C’est, pendant deux heures la risée inévitable d’un défilé d’images de films d’archives soviétiques où déambulent devant la dépouille d’un tyran sanguinaire (parmi tant d’autres imbus de pouvoir politique) une foule de personnages lugubres qu’un simple arrêt sur image avec super et biographie succincte aurait pu permettre au public d’identifier…
Pour qui n’a pas lu sur ses tergiversations durant les 900 jours du siège de Leningrad, la collectivisation forcée des terres, les purges des années 1930 par procès politiques et tortures avérées, ses actes terroristes ou d’agitateur sous le nom de Koba, les dix jours de sa disparition mystérieuse dès le 22 juin 1941 déclenchant l’Opération Barbarossa dont Staline (alias Iosif Vissarionovich Djougatchvili et alias jeune séminariste prénommé Soso) avait eu vent des mois auparavant (par les Alliés eux-mêmes après l’interrogatoire de Hess et les fuites ou dénonciations de l’amiral agent-double Canaris sans oublier des rapports et indices d’ambassades irréfutables), bien avant son ascension au pouvoir ou ses actes criminels en Géorgie.

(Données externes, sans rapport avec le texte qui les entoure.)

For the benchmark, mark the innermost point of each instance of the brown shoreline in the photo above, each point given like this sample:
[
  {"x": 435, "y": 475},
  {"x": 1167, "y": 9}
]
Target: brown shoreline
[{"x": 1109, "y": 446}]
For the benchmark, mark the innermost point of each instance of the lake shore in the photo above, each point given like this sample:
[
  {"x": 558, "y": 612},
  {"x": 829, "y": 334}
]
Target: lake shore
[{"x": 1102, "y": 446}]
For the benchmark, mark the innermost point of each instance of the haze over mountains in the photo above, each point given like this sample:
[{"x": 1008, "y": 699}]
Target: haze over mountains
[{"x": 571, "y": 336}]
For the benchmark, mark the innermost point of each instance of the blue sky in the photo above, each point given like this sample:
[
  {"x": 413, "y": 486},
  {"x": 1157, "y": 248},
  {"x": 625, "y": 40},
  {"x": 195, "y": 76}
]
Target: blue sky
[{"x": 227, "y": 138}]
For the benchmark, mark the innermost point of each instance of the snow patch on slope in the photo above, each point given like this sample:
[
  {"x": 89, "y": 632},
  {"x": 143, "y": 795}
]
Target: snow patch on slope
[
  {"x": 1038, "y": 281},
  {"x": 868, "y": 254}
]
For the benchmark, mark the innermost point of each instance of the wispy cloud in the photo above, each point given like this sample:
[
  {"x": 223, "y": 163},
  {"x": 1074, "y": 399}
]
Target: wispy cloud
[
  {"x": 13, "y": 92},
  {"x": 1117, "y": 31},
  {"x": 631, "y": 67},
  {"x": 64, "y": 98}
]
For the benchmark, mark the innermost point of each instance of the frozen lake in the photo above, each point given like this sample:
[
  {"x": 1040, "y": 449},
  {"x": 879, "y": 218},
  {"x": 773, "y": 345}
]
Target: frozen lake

En noir et blanc, défilent à l’écran tous ces visages sombres incognito, tous faussement endeuillés comme Molotov, Khrouchtchev, Boulganine, Beria, Malenkov, Souslov, Kaganovitch, à un moment apparaît le Roumain Nicolas Ceaucescu jeune encore en habit militaire, comme nous est apparu Chou-en-Lai, bras droit d’un Mao joufflu omniprésent à l’esprit des communistes du monde entier, toutes ces figures du pouvoir communiste des obéissantes dites-républiques populaires ou démocratiques asservies par le Politburo russe. Au-delà des pleureuses, on saisit surtout le faciès apeuré des rares militaires épargnés aux arbitraires purges, celui des rescapés du massacre de la guerre dite patriotique contre l’irrédentisme allemand sans parler du grave regard des victimes devant sabrer le champagne russe à la nouvelle de ce décès par hémorragie cérébrale, ces innombrables familles rapprochées des déportés des goulags…
Une simple lecture de la vie du musicien Dimitri Shostakovich pouvait nous faire comprendre que ce documentaire n’en est pas un, sinon qu’il est une parodie, car il ne documente rien en substance sinon une foule de badauds à qui la rectitude politique de l’époque dictait de prendre un visage d’enterrement. La mélodie du Traumereï des Scènes d’enfants de Schumann, la musique des deux adagios dont l’adagio lamentoso de la symphonie pathétique de Tchaïkovsky, le second thème de la Marche funèbre de Chopin (et non pas le principal thème bien trop polonais pour ce dictateur russe ayant écrasé toutes les dissidences vers l’Ouest jusqu’à la Bohème, les extrêmes Hongrie, Bulgarie, Pologne et l’Autriche fragile, toutes asservies à des régimes douteux…), bien entendu on s’émeut toujours de la beauté du Lacrymosa du Requiem de Mozart, mais cet étalage d’airs joués en boucle exaspèrent même le plus naïf des adolescents, car quelques fragments de pellicule colorés pour faire joli, cela ne fait pas un documentaire où chacun puisse rire de l’ironie ou de la satire cynique qu’on devrait tirer de ces images.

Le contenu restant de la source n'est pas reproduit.